U.S. Army Aviation Regiment Honored

Hail the Conquering Night Stalkers!

For their participation in four different operations between 2019 and 2022, members of the U.S. Army’s 160th Special Operations Aviation Regiment, known as the Night Stalkers, were recognized during a ceremony at Kentucky’s Fort Campbell.

The storied unit provides aviation support to special operators throughout the U.S. military, and has participated in high-stakes missions such as the 2011 Abbottabad, Pakistan raid in which Osama Bin Laden was relieved of life’s burden with swift and terrible finality.

Lieutenant General Jonathan Braga, who heads Army Special Operations Command, officiated the ceremony at which 54 soldiers received 75 awards, including: 11 Distinguished Flying Crosses with valor devices, seven Bronze Stars, seven Air Medals with valor devices, 43 Air Medals with combat devices, and four Army Commendation Medals with combat devices. Recipients ranged in rank from specialist to colonel.

Colonel Roger Waleski, commander of the 160th Special Operations Aviation Regiment, stated a “significant number of awards” were presented to regiment personnel who participated in the U.S. military’s inexplicable, highly-controversial withdrawal from Afghanistan and the evacuation of Kabul’s Hamid Karzai International Airport (KBL). Though many of the Night Stalkers’s missions are classified, it has been reported that the unit’s specially-modified helicopters were present during the evacuation.

The Global War on Terror (GWOT) is all but over for conventional troops, the roles of which in remaining hotspots have shrunk to such a degree that the Pentagon has discontinued awarding both the National Defense Service Medal and the Global War on Terrorism Service Medal. Nevertheless, the Army’s special operations aviators remain perpetually at the ready.

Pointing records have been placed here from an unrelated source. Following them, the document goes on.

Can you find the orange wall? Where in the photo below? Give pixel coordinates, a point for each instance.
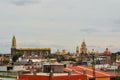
(102, 79)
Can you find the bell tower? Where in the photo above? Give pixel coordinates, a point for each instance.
(13, 47)
(83, 48)
(13, 42)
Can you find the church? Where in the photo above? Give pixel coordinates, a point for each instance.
(29, 52)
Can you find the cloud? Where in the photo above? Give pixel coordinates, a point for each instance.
(24, 2)
(88, 30)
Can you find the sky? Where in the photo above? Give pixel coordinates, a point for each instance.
(60, 24)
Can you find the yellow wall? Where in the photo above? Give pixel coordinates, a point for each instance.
(102, 79)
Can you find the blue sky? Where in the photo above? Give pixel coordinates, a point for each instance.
(60, 24)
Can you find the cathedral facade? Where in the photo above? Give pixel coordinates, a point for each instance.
(29, 52)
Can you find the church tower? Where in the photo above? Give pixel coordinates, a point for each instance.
(13, 47)
(13, 42)
(77, 51)
(83, 48)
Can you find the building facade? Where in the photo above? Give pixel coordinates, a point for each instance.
(29, 52)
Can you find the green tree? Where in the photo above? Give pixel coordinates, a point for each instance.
(16, 56)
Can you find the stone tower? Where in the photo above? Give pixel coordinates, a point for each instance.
(13, 47)
(77, 51)
(83, 48)
(13, 42)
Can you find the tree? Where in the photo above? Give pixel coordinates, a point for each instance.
(16, 56)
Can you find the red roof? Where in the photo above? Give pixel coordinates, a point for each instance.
(89, 71)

“[We’re] an organization that is still very relevant in today’s affairs,” Colonel Waleski asserted. “Even though we think that the War on Terror may be over, violent extremism is still alive and well in the world.”

In recent years, members of the 160th reportedly participated in Syrian operations that resulted in the deaths of key Islamic State terrorist leaders—to include the 2019 raid in which ISIS founder Abu Bakr al-Baghdadi was killed.

Colonel Waleski disclosed:  “The majority of the awards were from countering violent extremist organization-type operations within the [U.S. Central Command’s] area of responsibility. These are missions that are in highly-complex environments. They are operations against determined enemies of the United States and our allies and our interests.”

In addition to military personnel, the Fort Campbell award ceremony—which set out to honor servicemen whose battlefield accomplishments might otherwise go unacknowledged—was attended by soldiers’ family-members and community leaders. Speaking to the gravitas of such ceremonies, Colonel Waleski set forth that most families fail to realize “the sort of things that [soldiers are] doing when ... overseas.”

“It shows you what Night Stalkers and the [special operations] community are still doing overseas,” Waleski concluded. “It’s still dangerous, and they’re still serving the nation with honor.”